" anne ben çıkıyorum" diye seslendim, beni takmayacağını bile bile. Siyah konverslerimi giyip çantamda ferrarimin anahtarlarını aldım. Ah bu arabaya bayılıyorum bebeğim benim.
Bu arabanın bende ki manevi değeri çok büyük. Bu arabayı bana babam aldı. İki yıl önce ölen babam...
Ferrari mi sülonun evinin önünde durdurdum. Aslında Süreyya a ama ben ona sülo diyorum. Bu onu hem kızdırıyor hemde gıcık ediyor ve bende buna bayılıyorum.
İnsanları si ir etmesini seviyorum. Bir insanla tanıştığımda o kişiyi gerçekten sevdiysem onu gıcık ederim ve sülo bu nadir insanlardan bir tanesi. Değer verdiğim kişilerin sayısı iki elin parmaklarını geçmez sanırım.
Kapının ziline basıp açılmasını bekledim. Demeyi isterdim ama daha ziöe basmadan kapı açıldı ve " sus konuşma zeliş anne uyuyor zor uyuttum uyanmasın şimdi" diyerek bir adet sülo çıktı evden.
Zeliş anne bu yıl bebeği ve kocasını kaybetti. Anne olamadığı ve bize anne gibi baktığı için ona zeliş anne derdik. Tabi bu sadece bizim gerekçemizdi.
Tüm mahalle zeliş anneye, anne olamadan bebeği öldüğü için ona zeliş anne derler. Yaşlı teyzelerde mahalleliye uyup ona zeliş değil de zeliş anne diye hitap ederler.
Süloya cevap vermeyip kafamla arabayı işaret ettim. İşaretimi anlayıp arabaya doğru yürümeye başladı. Bende peşinden gidip sürücü koltuğuna oturdum.

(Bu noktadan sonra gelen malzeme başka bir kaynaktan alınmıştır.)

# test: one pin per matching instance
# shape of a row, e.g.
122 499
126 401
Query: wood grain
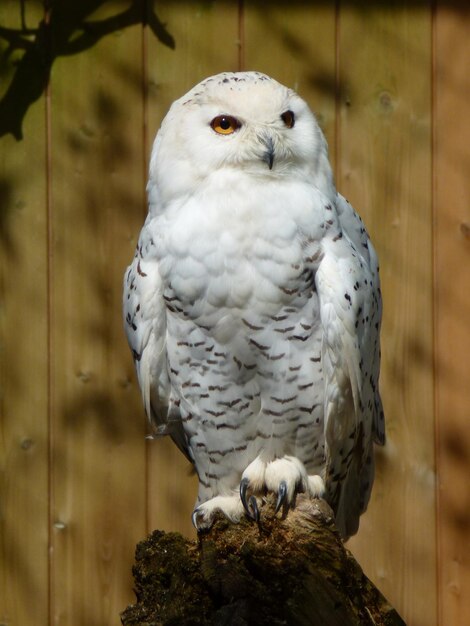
384 168
452 305
98 450
24 519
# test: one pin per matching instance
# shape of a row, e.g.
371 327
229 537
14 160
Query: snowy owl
252 305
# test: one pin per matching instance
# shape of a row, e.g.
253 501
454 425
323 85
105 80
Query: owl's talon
281 495
243 487
254 505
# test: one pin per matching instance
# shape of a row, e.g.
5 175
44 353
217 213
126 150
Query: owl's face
244 123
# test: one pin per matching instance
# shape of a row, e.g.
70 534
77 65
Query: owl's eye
225 124
288 118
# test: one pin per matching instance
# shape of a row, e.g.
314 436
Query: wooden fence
79 483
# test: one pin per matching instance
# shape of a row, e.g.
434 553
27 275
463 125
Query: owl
252 305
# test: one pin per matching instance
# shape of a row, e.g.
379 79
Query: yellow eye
288 118
225 124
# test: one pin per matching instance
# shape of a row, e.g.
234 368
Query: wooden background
79 483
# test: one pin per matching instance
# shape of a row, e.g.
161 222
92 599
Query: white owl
252 305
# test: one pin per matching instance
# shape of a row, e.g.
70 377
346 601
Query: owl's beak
268 155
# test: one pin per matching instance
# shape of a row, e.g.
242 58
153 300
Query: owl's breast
254 248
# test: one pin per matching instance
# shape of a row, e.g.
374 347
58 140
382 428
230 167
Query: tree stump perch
292 571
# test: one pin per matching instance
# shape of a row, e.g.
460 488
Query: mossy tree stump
292 571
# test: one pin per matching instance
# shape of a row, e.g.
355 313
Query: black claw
243 487
254 505
281 495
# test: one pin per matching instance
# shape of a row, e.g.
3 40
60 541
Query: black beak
268 155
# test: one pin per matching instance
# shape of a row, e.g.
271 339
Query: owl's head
242 122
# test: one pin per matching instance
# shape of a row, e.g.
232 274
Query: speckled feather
252 306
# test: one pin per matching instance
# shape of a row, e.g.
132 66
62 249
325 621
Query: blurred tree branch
65 29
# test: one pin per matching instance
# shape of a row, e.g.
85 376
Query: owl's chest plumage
243 329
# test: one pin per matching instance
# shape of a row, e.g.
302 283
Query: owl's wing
145 325
350 311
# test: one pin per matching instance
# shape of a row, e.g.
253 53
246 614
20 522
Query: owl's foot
286 477
204 514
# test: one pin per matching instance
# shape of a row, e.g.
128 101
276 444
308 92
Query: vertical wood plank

Arabayı çalıştırdığımda sülo yine başlamıştı günlük dedikodusuna.
"kız zehra ali ile çıkmaya başlamış. Ne koşturmuştu çocuğu peşinden. Her yerde rezil etmişti onu ama çocuk gıkını çıkarmayıp sabrettide kaptı kızı. O kıçı kırık cadoloz zehra bile peşinde ali gibi delikanlıyı köpek etti bir biz bulamadık bir iki yakışık-"
Sözünü sert bi cümle ile sonlandırmıştım.
"yeter artık kızım! Arabaya bindiğinden beri cır cır cır. Bir susmadın bir türlü yaw. Mahalle karılarına benzedin iyice ha! Ueter be yeter. "
Ben konuşurken yerine sinmişti. Acaba faxlamı oldu derken anlık bir şekilde ona baktım. Şok olmuş bir şekilde bana bakıyordu. Önüme döndüğümde zikzak çizen bir arabanın son sürat bize doğru geldiğini far ettim ama geç olmuştu.